15

Is it better to be a wild rat or a factory farmed cow? A systematic method for comparing animal welfare.

TLDR: We looked at a lot of different systems to compare welfare and ended up combining a few common ones into a weighted animal welfare index (or welfare points for short). We think this system captures a broad range of ethical considerations and should be applicable across a wide range of both farm and wild animals in a way that allows us to compare interventions.  

The goal of Charity Entrepreneurship is to compare different charitable interventions and actions so that new, strong charities can be founded. One of the necessary steps in such a process is having a way to compare different animals in different conditions. For example, how does moving a chicken from a battery cage to cage free compare welfare wise for the chicken, or how does giving up red meat, thus resulting in one less cow being brought into existence, compare to an insect dying more humanely because of a change in which insecticide is used. These are complex questions surrounded by both ethical and epistemic uncertainty. In the health community, DALYs have become fairly common and established as a metric. Sadly, there is not the same level of consensus within the animal rights community. We expected there would be multiple competing systems, so we first outlined what we would look for within a system to assess its helpfulness to us. This could be described as the “goal” or purpose of the metric. Of course, the fundamental goal is to help us evaluate different possible actions, but more specifically, we broke down what we were looking for in the criteria below.  

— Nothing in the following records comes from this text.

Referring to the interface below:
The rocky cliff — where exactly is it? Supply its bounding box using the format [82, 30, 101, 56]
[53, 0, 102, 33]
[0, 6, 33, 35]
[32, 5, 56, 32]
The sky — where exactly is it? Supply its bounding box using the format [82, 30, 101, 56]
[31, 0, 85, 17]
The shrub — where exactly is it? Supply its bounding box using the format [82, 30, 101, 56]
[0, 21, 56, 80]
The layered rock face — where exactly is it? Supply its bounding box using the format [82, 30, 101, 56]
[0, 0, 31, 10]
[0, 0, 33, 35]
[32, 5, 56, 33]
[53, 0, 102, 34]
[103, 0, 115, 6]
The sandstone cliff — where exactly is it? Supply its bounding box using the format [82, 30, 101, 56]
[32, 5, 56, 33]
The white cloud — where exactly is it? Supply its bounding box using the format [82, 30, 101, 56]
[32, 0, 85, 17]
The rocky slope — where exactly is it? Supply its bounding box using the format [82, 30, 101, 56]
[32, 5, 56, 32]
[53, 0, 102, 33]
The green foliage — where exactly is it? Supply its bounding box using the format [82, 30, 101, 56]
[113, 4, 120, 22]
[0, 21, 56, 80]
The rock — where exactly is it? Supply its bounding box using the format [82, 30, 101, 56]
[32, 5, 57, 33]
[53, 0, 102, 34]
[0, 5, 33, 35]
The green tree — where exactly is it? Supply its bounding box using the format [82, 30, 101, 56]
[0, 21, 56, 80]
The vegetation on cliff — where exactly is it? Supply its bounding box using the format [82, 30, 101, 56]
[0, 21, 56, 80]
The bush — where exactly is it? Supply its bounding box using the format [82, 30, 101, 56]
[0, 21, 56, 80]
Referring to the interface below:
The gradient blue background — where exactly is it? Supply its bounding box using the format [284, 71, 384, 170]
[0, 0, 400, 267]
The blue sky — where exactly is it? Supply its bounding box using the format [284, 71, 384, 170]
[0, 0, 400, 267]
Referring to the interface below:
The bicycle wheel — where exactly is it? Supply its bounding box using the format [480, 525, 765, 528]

Underlying goals of metrics

  • Proxies’ ethical value accuracy
    • Strength of correlation between the metric and ethical value
    • Encapsulation - captures a broad range of what is important
    • Directness
    • Gamability
  • Cross-applicability
    • Cross-intervention applicability 
    • Cross-animal applicability 
    • Ethical robustness
    • Externally understandable
    • External precedent of use
  • Operationalizability
    • Amenable to numerical quantification 
    • Ease/speed of use
    • Objectiveness 
    • Generates few false positives or false negatives
    • Intuitive to work with
    • Easy to collect
    • Easy to explain

After establishing what we were looking for, the next step was to take a look at all current systems and see if any of them was conducive or could be used partly by an organization like ours. We ended up finding quite a wide range.

EA community

We first looked within the EA community, since there had been some solid attempts at quantification and the ones below are just a few of many examples.

Within the EA community

These metrics were generally very hard, quantified, and often even explicitly cost-effectiveness focused. Sadly, they were also extremely specific and not built for generalization across different interventions and charities. Thus, for our purposes, they were more helpful as inspiration for the factors to consider, or standards that we would want to be able to measure, rather than for practical cross-intervention use.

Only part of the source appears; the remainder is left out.